Já existe estrutura para aliviar o sistema de emergência obstétrica
A capital dispõe de duas UPA’s (Norte e Sul) equipadas com salas de observação, leitos, equipes multidisciplinares e protocolos de classificação de risco. A própria política nacional de urgência determina que essas unidades funcionem como porta intermediária, evitando que casos leves sejam direcionados inadequadamente ao ambiente hospitalar.
Além disso, a atenção básica, presente em diversos bairros da capital através das UBS's - Unidades Básicas de Saúde, é o ponto ideal para conduzir o pré-natal, orientar gestantes, monitorar riscos e reduzir procura inadequada por atendimentos emergenciais pouco ou nada graves. Quando esse acompanhamento é falho ou tardio, a porta hospitalar passa a concentrar demandas evitáveis, exatamente o que os números do HMDR comprovam.

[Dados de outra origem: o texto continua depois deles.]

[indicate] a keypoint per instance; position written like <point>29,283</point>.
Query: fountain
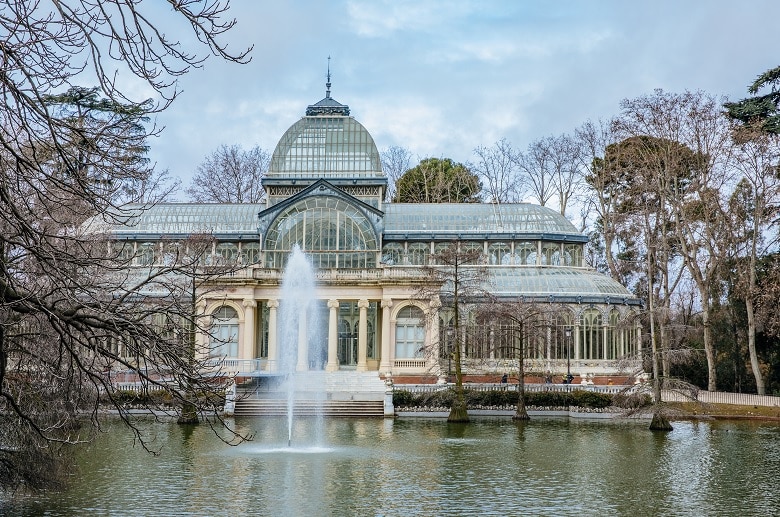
<point>299,339</point>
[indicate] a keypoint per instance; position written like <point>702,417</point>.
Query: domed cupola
<point>326,144</point>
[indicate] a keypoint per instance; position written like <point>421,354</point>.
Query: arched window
<point>615,336</point>
<point>331,231</point>
<point>419,253</point>
<point>410,333</point>
<point>551,254</point>
<point>250,253</point>
<point>498,252</point>
<point>393,253</point>
<point>226,253</point>
<point>563,347</point>
<point>573,255</point>
<point>591,335</point>
<point>224,332</point>
<point>526,253</point>
<point>147,254</point>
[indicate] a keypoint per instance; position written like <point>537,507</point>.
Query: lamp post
<point>568,356</point>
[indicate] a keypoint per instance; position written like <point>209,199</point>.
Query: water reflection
<point>428,467</point>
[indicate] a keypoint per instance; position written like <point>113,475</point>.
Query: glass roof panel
<point>186,218</point>
<point>411,218</point>
<point>554,281</point>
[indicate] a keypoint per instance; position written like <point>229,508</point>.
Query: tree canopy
<point>761,111</point>
<point>70,157</point>
<point>438,180</point>
<point>230,175</point>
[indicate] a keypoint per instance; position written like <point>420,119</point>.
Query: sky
<point>441,78</point>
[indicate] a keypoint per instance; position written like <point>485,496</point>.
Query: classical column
<point>273,352</point>
<point>362,365</point>
<point>248,348</point>
<point>384,364</point>
<point>333,336</point>
<point>303,344</point>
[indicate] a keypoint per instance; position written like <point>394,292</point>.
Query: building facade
<point>325,195</point>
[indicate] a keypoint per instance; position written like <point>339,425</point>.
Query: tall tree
<point>753,208</point>
<point>395,162</point>
<point>230,175</point>
<point>694,121</point>
<point>761,112</point>
<point>497,168</point>
<point>68,298</point>
<point>459,276</point>
<point>438,180</point>
<point>536,168</point>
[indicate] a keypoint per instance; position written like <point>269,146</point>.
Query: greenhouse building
<point>325,194</point>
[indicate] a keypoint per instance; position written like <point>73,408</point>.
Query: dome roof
<point>326,146</point>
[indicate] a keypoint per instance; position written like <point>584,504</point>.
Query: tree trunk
<point>521,413</point>
<point>754,365</point>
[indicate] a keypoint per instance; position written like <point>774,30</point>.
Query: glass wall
<point>333,233</point>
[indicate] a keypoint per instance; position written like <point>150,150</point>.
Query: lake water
<point>402,467</point>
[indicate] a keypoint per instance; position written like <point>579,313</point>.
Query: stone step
<point>330,408</point>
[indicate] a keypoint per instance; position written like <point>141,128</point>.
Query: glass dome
<point>326,147</point>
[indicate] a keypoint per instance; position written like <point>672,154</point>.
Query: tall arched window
<point>418,253</point>
<point>393,253</point>
<point>224,332</point>
<point>615,336</point>
<point>250,252</point>
<point>497,251</point>
<point>410,333</point>
<point>551,254</point>
<point>526,253</point>
<point>591,335</point>
<point>333,232</point>
<point>572,254</point>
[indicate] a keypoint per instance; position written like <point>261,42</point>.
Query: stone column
<point>248,348</point>
<point>273,351</point>
<point>362,365</point>
<point>333,336</point>
<point>384,364</point>
<point>303,344</point>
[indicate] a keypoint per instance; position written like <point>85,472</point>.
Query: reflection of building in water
<point>325,193</point>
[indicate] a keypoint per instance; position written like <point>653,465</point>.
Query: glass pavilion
<point>325,193</point>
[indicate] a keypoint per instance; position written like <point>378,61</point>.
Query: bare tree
<point>458,277</point>
<point>517,329</point>
<point>535,165</point>
<point>438,180</point>
<point>497,167</point>
<point>752,208</point>
<point>395,162</point>
<point>230,175</point>
<point>564,159</point>
<point>692,124</point>
<point>69,298</point>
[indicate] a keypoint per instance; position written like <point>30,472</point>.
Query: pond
<point>409,466</point>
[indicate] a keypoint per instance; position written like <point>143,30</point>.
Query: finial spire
<point>327,85</point>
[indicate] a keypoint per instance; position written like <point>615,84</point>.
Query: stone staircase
<point>332,394</point>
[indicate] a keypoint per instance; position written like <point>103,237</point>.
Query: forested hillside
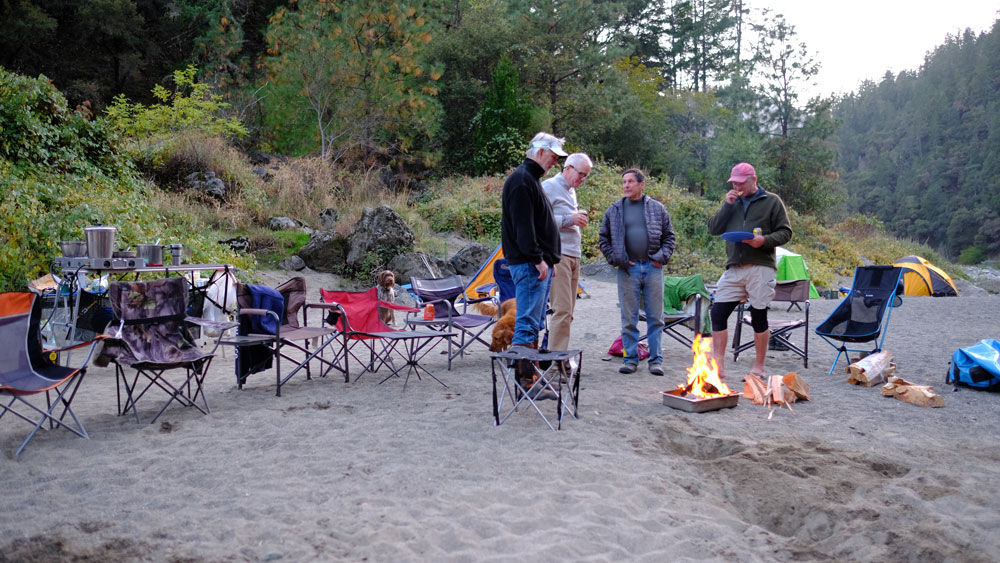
<point>386,101</point>
<point>683,88</point>
<point>921,150</point>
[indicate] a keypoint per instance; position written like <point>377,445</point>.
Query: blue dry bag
<point>977,366</point>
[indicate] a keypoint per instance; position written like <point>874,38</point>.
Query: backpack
<point>617,347</point>
<point>977,366</point>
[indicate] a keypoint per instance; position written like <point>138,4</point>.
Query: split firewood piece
<point>798,385</point>
<point>774,388</point>
<point>920,395</point>
<point>754,389</point>
<point>871,370</point>
<point>788,395</point>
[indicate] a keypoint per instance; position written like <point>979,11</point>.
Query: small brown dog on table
<point>503,331</point>
<point>385,281</point>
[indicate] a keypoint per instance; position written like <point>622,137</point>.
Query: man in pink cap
<point>750,263</point>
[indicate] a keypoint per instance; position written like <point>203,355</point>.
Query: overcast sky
<point>856,40</point>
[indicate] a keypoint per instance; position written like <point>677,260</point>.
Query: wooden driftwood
<point>797,385</point>
<point>920,395</point>
<point>871,370</point>
<point>775,389</point>
<point>754,389</point>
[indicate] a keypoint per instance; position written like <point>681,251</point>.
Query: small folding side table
<point>559,379</point>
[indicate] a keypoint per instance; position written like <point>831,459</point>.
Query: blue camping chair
<point>859,317</point>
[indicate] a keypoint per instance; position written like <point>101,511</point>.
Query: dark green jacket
<point>765,210</point>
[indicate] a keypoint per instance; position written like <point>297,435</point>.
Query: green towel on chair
<point>676,292</point>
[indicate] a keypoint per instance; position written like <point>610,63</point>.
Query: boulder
<point>468,260</point>
<point>207,183</point>
<point>418,265</point>
<point>380,232</point>
<point>326,251</point>
<point>328,218</point>
<point>292,263</point>
<point>283,224</point>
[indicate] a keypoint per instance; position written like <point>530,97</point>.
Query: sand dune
<point>362,471</point>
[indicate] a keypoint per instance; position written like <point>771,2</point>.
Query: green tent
<point>792,267</point>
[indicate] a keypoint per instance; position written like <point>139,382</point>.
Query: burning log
<point>703,375</point>
<point>704,390</point>
<point>871,370</point>
<point>920,395</point>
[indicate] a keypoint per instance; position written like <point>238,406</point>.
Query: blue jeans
<point>530,294</point>
<point>645,280</point>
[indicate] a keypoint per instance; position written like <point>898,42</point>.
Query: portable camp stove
<point>693,403</point>
<point>92,264</point>
<point>705,391</point>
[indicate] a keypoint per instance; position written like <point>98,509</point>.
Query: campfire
<point>703,375</point>
<point>704,391</point>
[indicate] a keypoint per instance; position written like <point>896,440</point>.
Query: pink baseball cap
<point>741,172</point>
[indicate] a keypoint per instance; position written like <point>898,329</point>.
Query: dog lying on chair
<point>503,331</point>
<point>385,281</point>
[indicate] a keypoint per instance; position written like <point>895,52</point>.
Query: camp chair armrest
<point>258,312</point>
<point>397,307</point>
<point>448,306</point>
<point>220,325</point>
<point>77,345</point>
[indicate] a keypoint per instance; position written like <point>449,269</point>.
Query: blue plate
<point>737,236</point>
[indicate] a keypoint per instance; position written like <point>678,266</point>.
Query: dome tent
<point>920,277</point>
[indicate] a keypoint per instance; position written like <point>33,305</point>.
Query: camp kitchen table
<point>68,295</point>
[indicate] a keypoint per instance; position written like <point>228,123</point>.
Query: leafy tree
<point>192,107</point>
<point>502,123</point>
<point>799,148</point>
<point>358,69</point>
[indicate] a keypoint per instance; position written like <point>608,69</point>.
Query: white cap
<point>551,143</point>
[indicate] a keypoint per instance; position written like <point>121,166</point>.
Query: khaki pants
<point>562,296</point>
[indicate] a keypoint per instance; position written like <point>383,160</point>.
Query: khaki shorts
<point>751,283</point>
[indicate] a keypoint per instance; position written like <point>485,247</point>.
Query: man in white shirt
<point>561,193</point>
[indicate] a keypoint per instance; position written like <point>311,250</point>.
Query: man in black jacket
<point>530,237</point>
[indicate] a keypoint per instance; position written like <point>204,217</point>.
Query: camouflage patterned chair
<point>150,335</point>
<point>27,369</point>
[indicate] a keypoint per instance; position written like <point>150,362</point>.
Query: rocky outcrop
<point>326,251</point>
<point>207,183</point>
<point>379,235</point>
<point>419,265</point>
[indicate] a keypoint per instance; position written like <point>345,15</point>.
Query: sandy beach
<point>363,471</point>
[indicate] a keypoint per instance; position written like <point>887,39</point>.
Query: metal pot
<point>100,241</point>
<point>152,253</point>
<point>73,248</point>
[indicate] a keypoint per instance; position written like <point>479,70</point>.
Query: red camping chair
<point>27,369</point>
<point>361,325</point>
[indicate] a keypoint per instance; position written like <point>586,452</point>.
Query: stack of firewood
<point>777,390</point>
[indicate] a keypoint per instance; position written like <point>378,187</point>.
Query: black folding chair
<point>28,369</point>
<point>859,317</point>
<point>450,312</point>
<point>781,328</point>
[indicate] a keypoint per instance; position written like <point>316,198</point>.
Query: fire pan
<point>692,403</point>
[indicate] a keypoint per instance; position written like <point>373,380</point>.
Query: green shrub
<point>972,255</point>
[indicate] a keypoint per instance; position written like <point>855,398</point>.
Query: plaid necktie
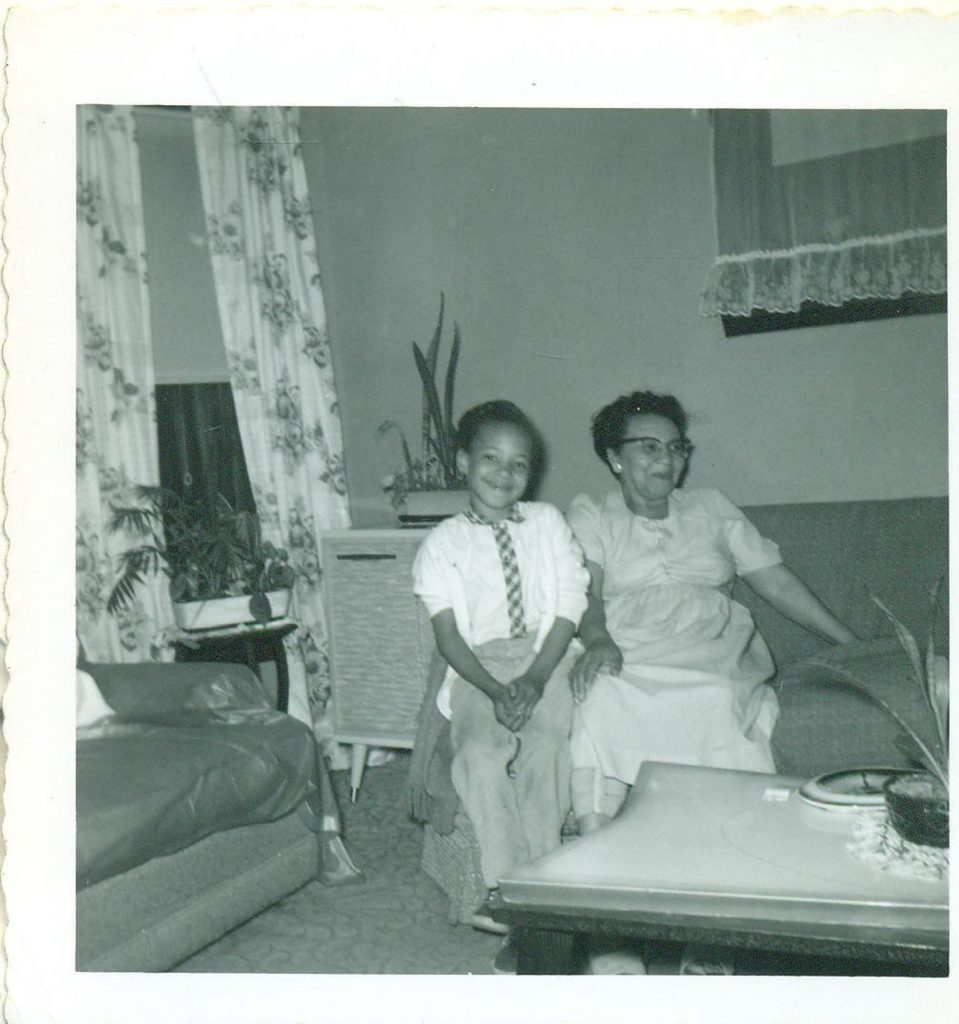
<point>511,566</point>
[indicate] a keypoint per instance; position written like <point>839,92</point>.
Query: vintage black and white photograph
<point>511,540</point>
<point>503,538</point>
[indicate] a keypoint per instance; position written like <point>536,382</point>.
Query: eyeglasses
<point>654,448</point>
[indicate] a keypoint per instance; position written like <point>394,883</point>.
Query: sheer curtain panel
<point>116,431</point>
<point>260,233</point>
<point>826,207</point>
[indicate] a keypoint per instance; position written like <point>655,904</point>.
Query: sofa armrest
<point>145,688</point>
<point>826,725</point>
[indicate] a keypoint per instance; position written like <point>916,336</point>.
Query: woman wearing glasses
<point>672,668</point>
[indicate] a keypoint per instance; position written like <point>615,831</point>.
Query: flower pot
<point>918,808</point>
<point>434,504</point>
<point>218,612</point>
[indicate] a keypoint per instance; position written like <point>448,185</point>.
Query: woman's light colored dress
<point>693,684</point>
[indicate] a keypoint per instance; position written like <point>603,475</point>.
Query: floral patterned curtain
<point>861,223</point>
<point>116,431</point>
<point>260,232</point>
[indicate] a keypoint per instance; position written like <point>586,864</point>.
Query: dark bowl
<point>918,808</point>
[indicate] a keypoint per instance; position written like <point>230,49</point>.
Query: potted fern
<point>221,570</point>
<point>429,485</point>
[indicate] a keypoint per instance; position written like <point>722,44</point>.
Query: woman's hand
<point>601,655</point>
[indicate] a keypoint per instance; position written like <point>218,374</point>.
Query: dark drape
<point>201,454</point>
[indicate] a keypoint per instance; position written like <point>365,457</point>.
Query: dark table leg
<point>542,951</point>
<point>282,675</point>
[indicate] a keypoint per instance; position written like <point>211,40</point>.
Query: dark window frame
<point>817,314</point>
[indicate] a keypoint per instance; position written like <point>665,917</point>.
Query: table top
<point>241,630</point>
<point>741,846</point>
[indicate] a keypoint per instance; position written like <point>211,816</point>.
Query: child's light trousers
<point>517,796</point>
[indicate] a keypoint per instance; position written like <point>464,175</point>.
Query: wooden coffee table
<point>729,858</point>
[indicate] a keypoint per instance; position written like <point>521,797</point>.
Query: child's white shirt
<point>458,567</point>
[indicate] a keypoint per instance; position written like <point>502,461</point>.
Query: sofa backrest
<point>844,550</point>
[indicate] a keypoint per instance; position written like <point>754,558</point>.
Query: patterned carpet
<point>394,922</point>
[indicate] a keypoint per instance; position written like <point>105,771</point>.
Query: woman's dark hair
<point>609,424</point>
<point>498,412</point>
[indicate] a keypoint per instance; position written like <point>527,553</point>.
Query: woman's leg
<point>541,768</point>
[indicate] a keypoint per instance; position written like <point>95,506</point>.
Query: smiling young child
<point>505,586</point>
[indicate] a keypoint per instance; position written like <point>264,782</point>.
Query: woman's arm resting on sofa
<point>781,588</point>
<point>601,653</point>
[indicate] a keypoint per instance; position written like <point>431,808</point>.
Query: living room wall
<point>572,247</point>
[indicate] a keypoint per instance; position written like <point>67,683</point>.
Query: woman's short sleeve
<point>583,518</point>
<point>750,550</point>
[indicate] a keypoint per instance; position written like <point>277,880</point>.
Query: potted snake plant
<point>429,485</point>
<point>221,570</point>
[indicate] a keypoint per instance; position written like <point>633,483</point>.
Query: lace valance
<point>868,224</point>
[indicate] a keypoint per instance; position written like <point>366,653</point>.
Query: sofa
<point>844,551</point>
<point>198,806</point>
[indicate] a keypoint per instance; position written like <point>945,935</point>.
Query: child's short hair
<point>499,411</point>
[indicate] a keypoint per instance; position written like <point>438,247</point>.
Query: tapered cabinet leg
<point>357,766</point>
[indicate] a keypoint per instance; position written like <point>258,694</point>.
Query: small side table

Reorganizar o fluxo é urgente
O fortalecimento da atenção básica, dos centros de especialidades e a utilização adequada das UPA’s com presença de ginecologistas obstetras em regime de plantão, ao menos nos finais de semana, são medidas essenciais e pouco complexas para reorganizar o cuidado obstétrico na capital, mas que gerariam um impacto positivo enorme em toda a rede de atenção à saúde. Isso implementado significa:
- Ampliar o vínculo da gestante com sua equipe de referência;
- Orientar corretamente os sinais de alerta;
- Acolher e classificar riscos de forma resolutiva;
- Reservar a porta hospitalar para os casos que realmente necessitam de cirurgia, terapia intensiva ou acompanhamento de alto risco.
Com Palmas respondendo por mais de 70% do movimento obstétrico do HMDR, reestruturar o fluxo assistencial básico é não apenas recomendável, mas indispensável para garantir segurança às gestantes, eficiência do gasto público e um melhor funcionamento da rede de saúde como um todo.
O serviço de emergência do Hospital e Maternidade Dona Regina precisa voltar a ser o espaço prioritário de atendimento às mulheres em situação de risco real. E isso começa pela valorização da atenção básica do SUS, a primeira porta, o primeiro cuidado e a base fundamental do sistema de saúde que funciona.